Given the ongoing economic downturn, the amount of state aid provided to the financial services industry since last year, and the very visible frustration at the sector from consumers, it is no surprise that restoring reputations remains a key concern for 2010. Silby was most explicit in committing to this point, and pointed to NAB’s aggressive pricing policies as “providing fair value products and services – leading the restoration of the banking industry’s reputation in Australia”.

A restricted Europe

Tim Hockey, Canada TrustIn Central and Eastern Europe, however, the thinking is very different, given the more restrictive economic environment and what some perceive to be a dangerously distorted playing field.

“Price war is dangerous for every business. It is important for the EU and its members to correct as soon as possible the moral hazard of 100 percent unlimited guarantee for deposits in banks, for instance,” said Jan Rollo, CEO of Slovakia’s Slovenska Sporitelna, a subsidiary of Austria’s Erste Bank. “This creates a new bubble. If something you do doesn’t involve any risk at all, you will only think about the price. And this will result in imbalances on the market which will explode one day.”

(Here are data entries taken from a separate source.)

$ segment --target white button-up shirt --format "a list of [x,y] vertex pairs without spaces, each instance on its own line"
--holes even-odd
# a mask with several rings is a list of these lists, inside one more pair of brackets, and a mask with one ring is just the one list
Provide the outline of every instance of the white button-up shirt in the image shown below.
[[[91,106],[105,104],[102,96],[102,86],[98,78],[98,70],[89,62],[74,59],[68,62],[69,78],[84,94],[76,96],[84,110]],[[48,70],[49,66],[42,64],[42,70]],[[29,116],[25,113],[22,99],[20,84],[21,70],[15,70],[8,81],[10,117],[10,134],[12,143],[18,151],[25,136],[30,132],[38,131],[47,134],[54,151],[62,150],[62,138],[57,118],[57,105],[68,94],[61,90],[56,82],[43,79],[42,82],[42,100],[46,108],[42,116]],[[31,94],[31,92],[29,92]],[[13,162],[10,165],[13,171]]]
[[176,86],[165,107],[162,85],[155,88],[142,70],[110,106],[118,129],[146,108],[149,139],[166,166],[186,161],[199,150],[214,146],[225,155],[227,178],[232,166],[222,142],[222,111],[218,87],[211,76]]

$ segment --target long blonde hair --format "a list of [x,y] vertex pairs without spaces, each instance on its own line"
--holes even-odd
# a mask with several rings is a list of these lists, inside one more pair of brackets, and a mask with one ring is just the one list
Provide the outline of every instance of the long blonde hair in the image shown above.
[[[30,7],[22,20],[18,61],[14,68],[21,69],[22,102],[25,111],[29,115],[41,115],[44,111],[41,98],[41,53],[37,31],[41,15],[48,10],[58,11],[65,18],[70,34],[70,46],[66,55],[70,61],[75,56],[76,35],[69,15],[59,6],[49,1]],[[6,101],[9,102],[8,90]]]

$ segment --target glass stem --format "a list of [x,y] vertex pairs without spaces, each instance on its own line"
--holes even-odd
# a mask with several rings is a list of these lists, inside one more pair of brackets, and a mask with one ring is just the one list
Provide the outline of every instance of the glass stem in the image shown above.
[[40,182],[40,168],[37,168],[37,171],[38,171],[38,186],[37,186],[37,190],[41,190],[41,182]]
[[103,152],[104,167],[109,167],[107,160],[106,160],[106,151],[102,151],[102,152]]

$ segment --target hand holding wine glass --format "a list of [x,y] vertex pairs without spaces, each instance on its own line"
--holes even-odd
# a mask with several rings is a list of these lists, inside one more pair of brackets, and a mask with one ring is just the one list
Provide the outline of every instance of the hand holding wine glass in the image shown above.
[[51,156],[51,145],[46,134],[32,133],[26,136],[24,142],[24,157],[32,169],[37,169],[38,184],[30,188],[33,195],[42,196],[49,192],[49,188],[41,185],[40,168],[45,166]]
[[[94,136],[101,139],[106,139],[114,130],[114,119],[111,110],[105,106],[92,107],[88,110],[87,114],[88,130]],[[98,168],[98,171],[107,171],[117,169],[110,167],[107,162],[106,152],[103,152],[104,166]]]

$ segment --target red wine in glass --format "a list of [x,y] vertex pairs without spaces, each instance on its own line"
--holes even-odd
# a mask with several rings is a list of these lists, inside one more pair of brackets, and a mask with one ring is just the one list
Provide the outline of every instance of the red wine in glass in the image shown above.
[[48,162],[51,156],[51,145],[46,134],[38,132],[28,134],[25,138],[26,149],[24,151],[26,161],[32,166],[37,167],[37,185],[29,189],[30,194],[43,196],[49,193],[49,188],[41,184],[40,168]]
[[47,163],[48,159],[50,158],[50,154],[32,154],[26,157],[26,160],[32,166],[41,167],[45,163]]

His colleague Imre Sztanó, retail head of Erste Bank Hungary, voiced similar sentiments: “Every banking service has a price. I don’t think the right direction would be to market services that have a price for free in a wide scope… It’s important that the price/value rate of any service be right and that customers should feel they’ve been given value.”

Others, such as France’s Crédit Agricole, are still wary of the changing regulatory landscape: a key priority for the bank, said a spokeswoman, was to “closely monitor the impact of G20 decisions on the banking industry, after assessing the impact that these may have on [our] areas of business”.

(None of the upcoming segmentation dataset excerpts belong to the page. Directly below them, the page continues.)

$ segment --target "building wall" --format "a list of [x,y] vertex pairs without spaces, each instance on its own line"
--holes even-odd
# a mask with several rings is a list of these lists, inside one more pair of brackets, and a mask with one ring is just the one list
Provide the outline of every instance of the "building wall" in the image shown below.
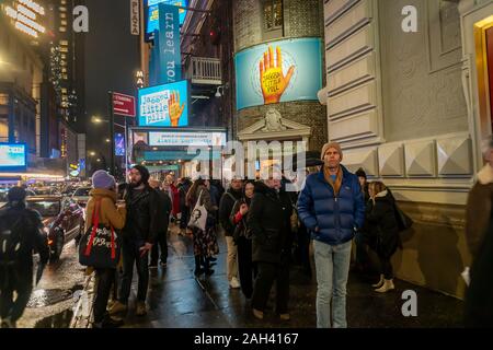
[[[417,33],[402,31],[405,5],[417,10]],[[415,221],[395,275],[462,298],[475,167],[458,3],[330,0],[324,16],[329,138],[342,143],[345,165],[382,179]]]
[[[313,37],[323,35],[322,1],[284,0],[284,28],[278,37],[263,31],[263,1],[241,0],[233,3],[234,51],[283,37]],[[323,82],[325,81],[323,77]],[[233,96],[234,98],[234,96]],[[309,148],[320,150],[326,142],[325,107],[319,102],[289,102],[276,105],[250,107],[234,113],[234,130],[242,129],[262,120],[266,109],[275,107],[283,118],[309,126],[313,130]]]
[[[405,5],[417,9],[417,33],[399,30]],[[379,13],[386,141],[468,131],[457,3],[382,0]]]

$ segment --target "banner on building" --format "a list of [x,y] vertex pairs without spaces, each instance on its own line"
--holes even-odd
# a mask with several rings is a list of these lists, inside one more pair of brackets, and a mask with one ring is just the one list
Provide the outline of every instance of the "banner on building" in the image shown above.
[[149,145],[151,147],[188,147],[188,145],[207,145],[207,147],[225,147],[225,132],[149,132]]
[[140,35],[139,0],[130,0],[130,33],[131,35]]
[[182,79],[179,20],[179,8],[159,4],[159,84],[174,83]]
[[279,102],[318,101],[322,89],[320,38],[256,45],[234,56],[237,108]]
[[[146,42],[156,39],[154,31],[159,31],[159,4],[165,3],[175,7],[187,7],[185,0],[145,0],[144,12],[146,13]],[[179,9],[180,24],[185,22],[186,10]]]
[[25,171],[26,166],[25,143],[0,143],[0,172]]
[[140,89],[140,127],[188,126],[188,81]]

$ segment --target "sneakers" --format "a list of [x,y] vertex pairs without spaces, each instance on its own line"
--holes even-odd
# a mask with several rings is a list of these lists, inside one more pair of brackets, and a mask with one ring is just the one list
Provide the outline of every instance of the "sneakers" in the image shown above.
[[92,328],[118,328],[124,325],[124,320],[121,318],[107,317],[102,322],[94,322]]
[[137,302],[137,310],[135,312],[137,316],[146,316],[147,315],[147,308],[145,302]]
[[379,289],[376,289],[375,291],[377,293],[386,293],[393,289],[395,289],[395,287],[393,285],[393,280],[383,280],[383,284]]
[[115,302],[112,307],[110,307],[110,314],[119,314],[125,313],[127,311],[127,305],[123,304],[122,302]]
[[253,316],[259,319],[264,319],[264,312],[253,308]]
[[241,285],[240,285],[240,282],[238,281],[238,278],[236,278],[236,277],[233,277],[232,279],[231,279],[231,281],[229,281],[229,288],[231,288],[231,289],[238,289],[238,288],[240,288]]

Acquisitions remain off the agenda for most of the industry, despite a year in which the number of deals kept pace with the total witnessed in 2008 (see Dealing with a new reality).

While Crédit Agricole said the bank would look to “expand” its international retail banking activities, Société Générale would rather “reinvest selectively to strengthen the universal banking model”, for example, and no other retail bank spoken to by RBI pointed to inorganic expansion as a key priority for 2010.

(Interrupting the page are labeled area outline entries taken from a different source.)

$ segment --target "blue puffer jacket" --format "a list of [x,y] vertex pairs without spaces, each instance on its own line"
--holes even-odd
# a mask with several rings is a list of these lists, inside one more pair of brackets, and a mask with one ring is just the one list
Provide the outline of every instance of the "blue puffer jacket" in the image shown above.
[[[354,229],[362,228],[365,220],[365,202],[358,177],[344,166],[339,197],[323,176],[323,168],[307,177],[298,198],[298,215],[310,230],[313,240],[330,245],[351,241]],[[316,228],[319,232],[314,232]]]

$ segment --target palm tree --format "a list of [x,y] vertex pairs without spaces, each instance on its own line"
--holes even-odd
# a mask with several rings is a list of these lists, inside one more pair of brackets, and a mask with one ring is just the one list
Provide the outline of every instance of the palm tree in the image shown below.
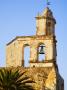
[[0,69],[0,90],[34,90],[31,86],[34,82],[24,74],[18,69]]

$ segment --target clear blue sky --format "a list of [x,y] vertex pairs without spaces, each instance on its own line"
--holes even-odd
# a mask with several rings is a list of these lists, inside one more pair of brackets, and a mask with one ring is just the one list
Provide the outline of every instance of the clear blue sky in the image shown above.
[[[49,0],[56,24],[57,63],[67,90],[67,0]],[[5,66],[6,44],[16,36],[36,33],[35,16],[46,0],[0,0],[0,66]]]

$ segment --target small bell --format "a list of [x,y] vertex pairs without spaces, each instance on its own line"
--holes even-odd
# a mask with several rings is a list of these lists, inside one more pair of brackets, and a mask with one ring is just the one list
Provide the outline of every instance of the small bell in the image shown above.
[[40,46],[39,54],[45,54],[45,53],[44,53],[44,46]]

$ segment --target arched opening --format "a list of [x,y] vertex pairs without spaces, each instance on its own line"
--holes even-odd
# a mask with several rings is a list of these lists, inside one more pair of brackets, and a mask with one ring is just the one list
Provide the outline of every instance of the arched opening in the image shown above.
[[24,47],[24,67],[29,67],[30,60],[30,46],[25,45]]
[[39,44],[38,46],[38,60],[40,62],[45,61],[45,45],[44,44]]

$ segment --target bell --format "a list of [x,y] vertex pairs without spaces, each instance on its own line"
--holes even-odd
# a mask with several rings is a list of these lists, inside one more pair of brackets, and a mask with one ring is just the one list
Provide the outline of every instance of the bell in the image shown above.
[[40,46],[40,51],[39,51],[39,54],[44,54],[44,46]]

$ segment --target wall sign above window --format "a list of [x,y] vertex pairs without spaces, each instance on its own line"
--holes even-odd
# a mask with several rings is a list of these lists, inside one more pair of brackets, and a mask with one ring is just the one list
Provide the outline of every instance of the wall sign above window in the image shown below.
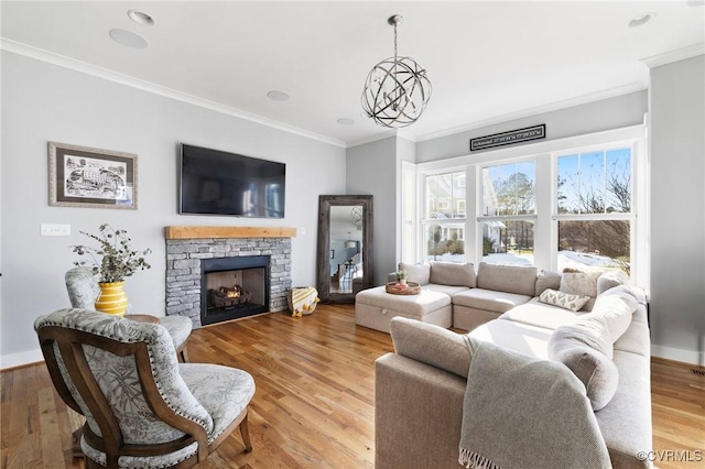
[[546,124],[527,127],[509,132],[495,133],[492,135],[470,139],[470,151],[486,150],[494,146],[511,145],[513,143],[528,142],[546,138]]

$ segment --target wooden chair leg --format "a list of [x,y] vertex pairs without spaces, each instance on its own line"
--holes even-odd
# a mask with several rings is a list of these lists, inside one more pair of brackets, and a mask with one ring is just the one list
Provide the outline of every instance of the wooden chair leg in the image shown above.
[[182,363],[188,363],[188,352],[186,351],[185,343],[182,346],[181,350],[176,351],[176,357],[178,358],[178,361],[181,361]]
[[252,450],[252,444],[250,443],[250,429],[247,425],[247,414],[242,422],[240,422],[240,433],[242,434],[242,441],[245,441],[245,452],[250,452]]
[[70,437],[72,455],[74,458],[85,458],[84,451],[80,450],[80,435],[84,433],[84,427],[79,427],[74,430]]

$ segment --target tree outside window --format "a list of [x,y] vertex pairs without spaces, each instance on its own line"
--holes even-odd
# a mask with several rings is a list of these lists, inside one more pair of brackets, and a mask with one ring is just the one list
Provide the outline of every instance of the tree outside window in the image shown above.
[[557,159],[558,269],[631,270],[630,149]]

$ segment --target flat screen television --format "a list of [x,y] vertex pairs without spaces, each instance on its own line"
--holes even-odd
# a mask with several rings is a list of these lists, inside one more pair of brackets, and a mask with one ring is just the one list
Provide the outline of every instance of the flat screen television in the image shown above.
[[180,214],[284,218],[286,165],[181,144]]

From a customer perspective, the likelihood is that relative personal financial austerity will continue to hold sway into 2010, even as wider economic circumstances improve.

“We believe customers in 2010 will continue the process of paying down debt and rebuilding their level of savings despite the likelihood of the UK’s economy turning the corner out of recession,” said Brendan Cook, general manager of customer propositions at HSBC.

Unsurprisingly, therefore, the prioritising of the affluent customer is set to become ever more crucial to the sustainability of the retail banking business model in 2010. Barclays, for example, intends to “expand our premier banking offering in most of our 14 emerging markets [country units]”, according to Chandra.

The bank to beat in the segment remains HSBC, however. HSBC said in its interim report that the total number of customers in its own ‘Premier’ segment had grown by 23 percent in the 12 months to 30 June; in November the bank said that numbers had surpassed three million for the first time. The offering, now available in 43 countries, is also a valuable acquisition tool. Of the 541,000 customers who joined Premier in the first half of the year, some 68 percent were new to bank.

Cook confirmed that Premier would continue to be a “major focus” for the bank in 2010, but was also quick to point out that the bank had room to grow in other areas: “I also see a great opportunity for HSBC to capture further growth in the UK mortgage market,” he said.

Mortgages are also on the agenda at TD Canada Trust, which plans to add over 175 business bankers and mortgage specialists in 2009, according to Hockey.

But it is Jiri Skorvaga, deputy CEO of Ceska Sporitelna, the Czech subsidiary of Erste Bank, who perhaps provides the most telling comment: “We are mainly directing our loan offers at our own clients, because we already know a lot about them.

“We are refusing applications from people who are not our clients more often than before”.

In an age of newfound caution, the spectre of the financial crisis continues to haunt the retail banking industry.